UK astronaut, Major Tim Peake, a former helicopter pilot has made his maiden voyage to space this morning in a Russian aircraft, launched from Kazakhstan on a mission entitled ‘Principa’ after Newton’s work on gravity.
He will perform experiments on the International Space Station (ISS) that will increase understanding of the earth and help the next stages of human exploration of the solar system. Not only this but Peake has a secondary aim of carrying-out educational activities designed to get young people interested in science; inspiring children to think about a career in the sciences.
ISS is the most expensive object made by man, costing 70 billion pounds, which is 400km above earth, travelling at an incredible 18000 mph.

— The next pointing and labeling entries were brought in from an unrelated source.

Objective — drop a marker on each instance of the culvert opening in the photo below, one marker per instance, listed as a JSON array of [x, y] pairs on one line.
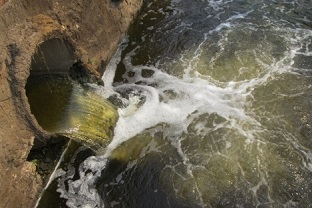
[[61, 99]]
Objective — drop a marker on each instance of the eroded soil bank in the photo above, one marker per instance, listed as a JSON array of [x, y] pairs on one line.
[[92, 28]]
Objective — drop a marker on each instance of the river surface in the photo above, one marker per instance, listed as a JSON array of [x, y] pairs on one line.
[[214, 100]]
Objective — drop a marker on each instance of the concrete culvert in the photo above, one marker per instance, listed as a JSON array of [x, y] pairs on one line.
[[61, 100]]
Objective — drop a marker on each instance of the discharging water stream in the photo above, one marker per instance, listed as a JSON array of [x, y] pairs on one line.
[[214, 104]]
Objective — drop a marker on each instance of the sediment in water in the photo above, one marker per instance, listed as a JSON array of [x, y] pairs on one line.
[[88, 31]]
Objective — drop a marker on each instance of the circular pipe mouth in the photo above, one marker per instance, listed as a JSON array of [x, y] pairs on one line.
[[48, 84], [60, 101]]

A journey which previously took around two days to catch-up with the space station now only takes six hours.
Peake is the second British astronaut to enter space, the first being Helen Sharman, who spent a week on the Mir space station back in 1991. Her mission came about through a co-operative venture between the Soviet government and British business.
However, Peake is the first publicly funded astronaut to go into space, employed as a professional astronaut by the European Space Agency (Esa). The mission might never have happened, however, had then-science minister David Willetts not successfully argued for an end to the UK government’s longstanding opposition to human spaceflight. The change came about through negotiations in 2012 with officials from Esa.

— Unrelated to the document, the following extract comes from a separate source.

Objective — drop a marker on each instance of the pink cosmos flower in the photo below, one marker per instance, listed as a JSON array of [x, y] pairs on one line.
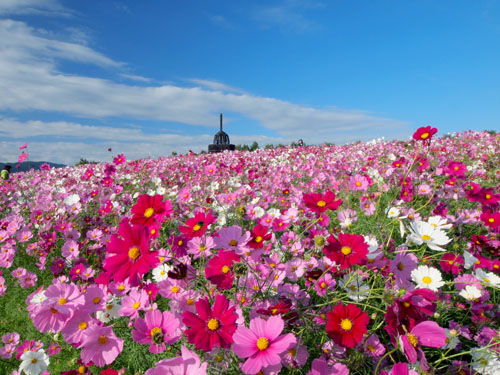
[[157, 329], [189, 363], [320, 367], [426, 333], [100, 345], [262, 344], [11, 338], [232, 238], [75, 327]]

The commander of the rocket is on his sixth flight and so Peake and the team are in very capable hands. What’s the biggest risk he faces? “I’m most concerned about the radiation dose I’ll receive – and there’s not much you can do about that,” Peake confides. “During my time on the space station I will receive the equivalent of 1,200 chest x-rays.”
Peake is an ambitious, motivated and passionate individual. He leaves behind his wife and two sons for 6 months whilst he undertakes his voyage. He was selected from 8500 applicants and over the last 6 years has undertaken 6000 hours of training which included missions underwater and up to 12 days solid in caves. He also had to learn Russian ahead of the mission. He really has had a brutal amount of training to realise his dream.
So what does it take?
– Candidates must pass physical and psychological tests
– Relocation during six years of training
– Resilience to cope with extreme temperatures
– Team work – especially in confined spaces
– A head for heights and a strong stomach
– Training: Spending hours underwater learning to spacewalk
– Learning Russian language
– In-post you’ll need to maintain your live-workspace
– Undertake 2 hours of physical exercise per day (in space)

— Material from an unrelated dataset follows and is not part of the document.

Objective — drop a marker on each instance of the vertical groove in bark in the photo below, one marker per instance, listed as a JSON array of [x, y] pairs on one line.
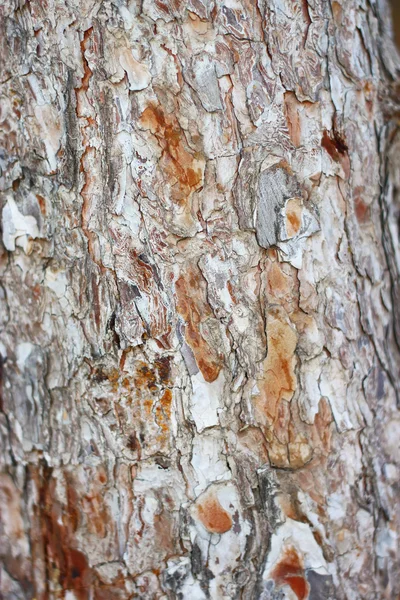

– Undertake experiments, some on your own body
Perks include a fantastic view from the office and a fun culture, despite lack of ‘atmosphere’.
As you can see, Peake has put a huge amount into this and this isn’t for the feint hearted. We look forward to watching his journey over the next six months. He gave a huge thumbs up to camera at launch today at 11:03 and was waiting for the moment where he could see earth – a sight only 600 people have experienced.